Asia naphtha extends losses on weaker crude oil; demand flat

Author: Melanie Wee

2019/08/08

SINGAPORE (ICIS)--Asia naphtha prices spiralled lower in response to steep losses in global crude oil futures, while downbeat demand weighed on the market.

Open-specification naphtha prices for second-half September delivery stood at $454.50/tonne CFR (cost and freight) Japan at early hours session on Thursday, tumbling by $8.50/tonne from the previous day’s Asia close.

Prices are down by a hefty 12% from month-earlier levels, according to ICIS data.

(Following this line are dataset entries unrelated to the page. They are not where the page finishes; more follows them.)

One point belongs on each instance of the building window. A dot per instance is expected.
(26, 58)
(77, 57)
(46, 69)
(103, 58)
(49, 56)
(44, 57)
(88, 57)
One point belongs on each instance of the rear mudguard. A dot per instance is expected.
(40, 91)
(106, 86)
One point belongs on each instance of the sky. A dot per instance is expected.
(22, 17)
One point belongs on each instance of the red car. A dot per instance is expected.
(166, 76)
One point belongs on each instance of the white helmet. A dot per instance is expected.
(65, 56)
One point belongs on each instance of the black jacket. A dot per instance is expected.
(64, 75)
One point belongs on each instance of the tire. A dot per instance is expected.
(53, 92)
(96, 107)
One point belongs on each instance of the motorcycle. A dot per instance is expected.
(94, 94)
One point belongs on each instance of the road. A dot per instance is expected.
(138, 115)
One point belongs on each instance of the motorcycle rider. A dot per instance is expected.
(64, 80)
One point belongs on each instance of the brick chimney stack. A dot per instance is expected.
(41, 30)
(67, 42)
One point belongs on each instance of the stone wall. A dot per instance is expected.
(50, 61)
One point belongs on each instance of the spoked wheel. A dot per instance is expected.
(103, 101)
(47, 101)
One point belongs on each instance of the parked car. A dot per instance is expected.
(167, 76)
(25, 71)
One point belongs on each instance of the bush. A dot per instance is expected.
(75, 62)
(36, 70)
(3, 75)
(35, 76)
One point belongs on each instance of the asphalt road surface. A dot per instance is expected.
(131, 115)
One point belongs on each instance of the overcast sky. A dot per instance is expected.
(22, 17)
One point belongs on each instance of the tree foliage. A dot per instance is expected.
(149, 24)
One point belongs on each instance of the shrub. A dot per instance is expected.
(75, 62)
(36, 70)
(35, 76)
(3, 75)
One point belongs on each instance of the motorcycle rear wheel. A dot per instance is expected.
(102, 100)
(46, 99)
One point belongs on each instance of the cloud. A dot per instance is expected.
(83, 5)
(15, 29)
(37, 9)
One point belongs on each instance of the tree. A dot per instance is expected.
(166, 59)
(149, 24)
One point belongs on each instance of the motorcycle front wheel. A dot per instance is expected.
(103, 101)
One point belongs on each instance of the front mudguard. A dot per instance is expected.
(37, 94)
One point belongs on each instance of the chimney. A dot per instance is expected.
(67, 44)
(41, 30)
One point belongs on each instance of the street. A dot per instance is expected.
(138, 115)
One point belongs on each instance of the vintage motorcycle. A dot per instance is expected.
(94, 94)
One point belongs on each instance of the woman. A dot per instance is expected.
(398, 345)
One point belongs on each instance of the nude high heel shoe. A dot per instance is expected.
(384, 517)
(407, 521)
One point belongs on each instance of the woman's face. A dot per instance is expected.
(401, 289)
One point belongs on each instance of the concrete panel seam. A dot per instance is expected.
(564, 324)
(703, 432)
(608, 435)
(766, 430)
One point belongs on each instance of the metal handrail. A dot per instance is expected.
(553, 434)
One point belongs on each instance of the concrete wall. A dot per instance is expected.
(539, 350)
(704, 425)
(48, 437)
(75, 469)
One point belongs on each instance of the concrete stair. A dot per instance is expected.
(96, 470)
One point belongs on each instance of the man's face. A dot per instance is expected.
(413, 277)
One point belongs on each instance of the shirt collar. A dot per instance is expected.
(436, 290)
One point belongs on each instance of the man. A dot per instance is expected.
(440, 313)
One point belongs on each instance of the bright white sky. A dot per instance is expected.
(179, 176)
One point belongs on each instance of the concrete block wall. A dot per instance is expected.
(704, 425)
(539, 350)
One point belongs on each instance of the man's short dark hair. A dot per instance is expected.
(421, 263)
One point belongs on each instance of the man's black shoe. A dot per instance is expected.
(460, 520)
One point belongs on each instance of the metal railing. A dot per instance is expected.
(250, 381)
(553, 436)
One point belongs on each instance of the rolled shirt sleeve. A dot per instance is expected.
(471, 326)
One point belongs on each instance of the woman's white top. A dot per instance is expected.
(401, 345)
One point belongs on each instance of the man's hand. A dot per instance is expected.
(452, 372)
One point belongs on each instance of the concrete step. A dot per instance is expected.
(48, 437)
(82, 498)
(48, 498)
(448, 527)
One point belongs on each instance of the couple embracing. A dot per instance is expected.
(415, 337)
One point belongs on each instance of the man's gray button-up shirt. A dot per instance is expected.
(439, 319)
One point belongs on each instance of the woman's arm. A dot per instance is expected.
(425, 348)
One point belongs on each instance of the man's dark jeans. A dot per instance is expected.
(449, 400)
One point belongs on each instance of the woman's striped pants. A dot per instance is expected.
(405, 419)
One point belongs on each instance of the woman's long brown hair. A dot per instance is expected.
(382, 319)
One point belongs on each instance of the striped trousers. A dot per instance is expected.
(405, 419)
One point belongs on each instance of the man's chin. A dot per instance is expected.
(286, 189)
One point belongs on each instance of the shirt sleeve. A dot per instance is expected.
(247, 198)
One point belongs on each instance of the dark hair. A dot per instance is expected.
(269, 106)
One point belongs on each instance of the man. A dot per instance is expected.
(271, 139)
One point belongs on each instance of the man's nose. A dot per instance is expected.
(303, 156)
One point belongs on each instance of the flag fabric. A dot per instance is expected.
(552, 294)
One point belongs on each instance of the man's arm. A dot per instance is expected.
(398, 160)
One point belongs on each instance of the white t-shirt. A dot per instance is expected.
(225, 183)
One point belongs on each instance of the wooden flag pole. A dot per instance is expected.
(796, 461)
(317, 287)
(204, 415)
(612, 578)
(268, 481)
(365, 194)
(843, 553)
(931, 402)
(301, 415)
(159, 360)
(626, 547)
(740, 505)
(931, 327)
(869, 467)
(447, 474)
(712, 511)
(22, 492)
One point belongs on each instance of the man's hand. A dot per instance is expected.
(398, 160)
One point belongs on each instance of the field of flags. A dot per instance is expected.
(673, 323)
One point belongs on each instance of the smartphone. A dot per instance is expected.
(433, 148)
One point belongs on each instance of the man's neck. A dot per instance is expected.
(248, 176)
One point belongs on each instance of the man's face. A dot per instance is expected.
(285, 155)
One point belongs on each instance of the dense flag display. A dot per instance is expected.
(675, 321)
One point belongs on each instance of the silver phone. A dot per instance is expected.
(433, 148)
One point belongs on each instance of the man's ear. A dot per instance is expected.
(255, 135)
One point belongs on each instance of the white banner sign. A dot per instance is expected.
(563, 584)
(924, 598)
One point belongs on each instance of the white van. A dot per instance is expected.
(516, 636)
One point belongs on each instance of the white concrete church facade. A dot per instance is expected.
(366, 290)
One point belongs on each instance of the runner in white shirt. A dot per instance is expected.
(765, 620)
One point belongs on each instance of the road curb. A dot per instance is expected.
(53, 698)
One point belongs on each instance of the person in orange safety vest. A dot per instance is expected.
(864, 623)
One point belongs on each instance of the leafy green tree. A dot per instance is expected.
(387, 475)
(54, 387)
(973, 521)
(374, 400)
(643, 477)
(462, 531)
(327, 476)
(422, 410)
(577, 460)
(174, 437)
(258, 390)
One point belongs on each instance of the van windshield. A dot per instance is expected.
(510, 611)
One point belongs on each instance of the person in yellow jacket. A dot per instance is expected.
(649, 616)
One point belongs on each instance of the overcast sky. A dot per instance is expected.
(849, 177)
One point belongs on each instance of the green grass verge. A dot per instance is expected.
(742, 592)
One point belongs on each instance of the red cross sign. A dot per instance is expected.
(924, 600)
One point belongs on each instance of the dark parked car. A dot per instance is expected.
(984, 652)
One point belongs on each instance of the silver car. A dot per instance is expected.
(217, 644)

Spot CFR Japan naphtha prices have been on downward trend since the start of the week, tracking weakness in global crude futures, which the petrochemical feedstock is closely-related to.

ICE Brent crude oil futures for October had settled lower at $56.23/bbl as of 7 August, following a surprise build-up in US crude oil inventories compounded by fears of slowing demand.

Naphtha’s crack spread, a measure of naphtha refining margins, stood at $21.70/tonne on 7 August, the lowest since 28 June when the spread stood at below $20.00/tonne, ICIS data showed.

A dearth of physical spot buying in northeast Asia for second-half September delivery supplies generated downward pressure on sentiment.

Taiwan’s Formosa Petrochemical (FPCC), a major buyer, skipped its first-half September spot naphtha requirements owing to maintenance at its cracker in Mailiao next month.

FPCC will shut its No. 2 downstream 1.035m tonnes/year ethylene cracker in mid-August to end-September.

In South Korea, LG Chem is expected to keep run rates at its cracker with an ethylene capacity of 1.27m tonnes/year at reduced output, which might curtail its demand for the petrochemical feedstock.

Reinforcing the weakened market, naphtha’s forward intermonth backwardation between the second-half of September and the second-half of October shrank to $2.25/tonne on 8 August, a two-week low.

Naphtha is a key petrochemical feedstock for downstream crackers in the manufacture of olefins and aromatics.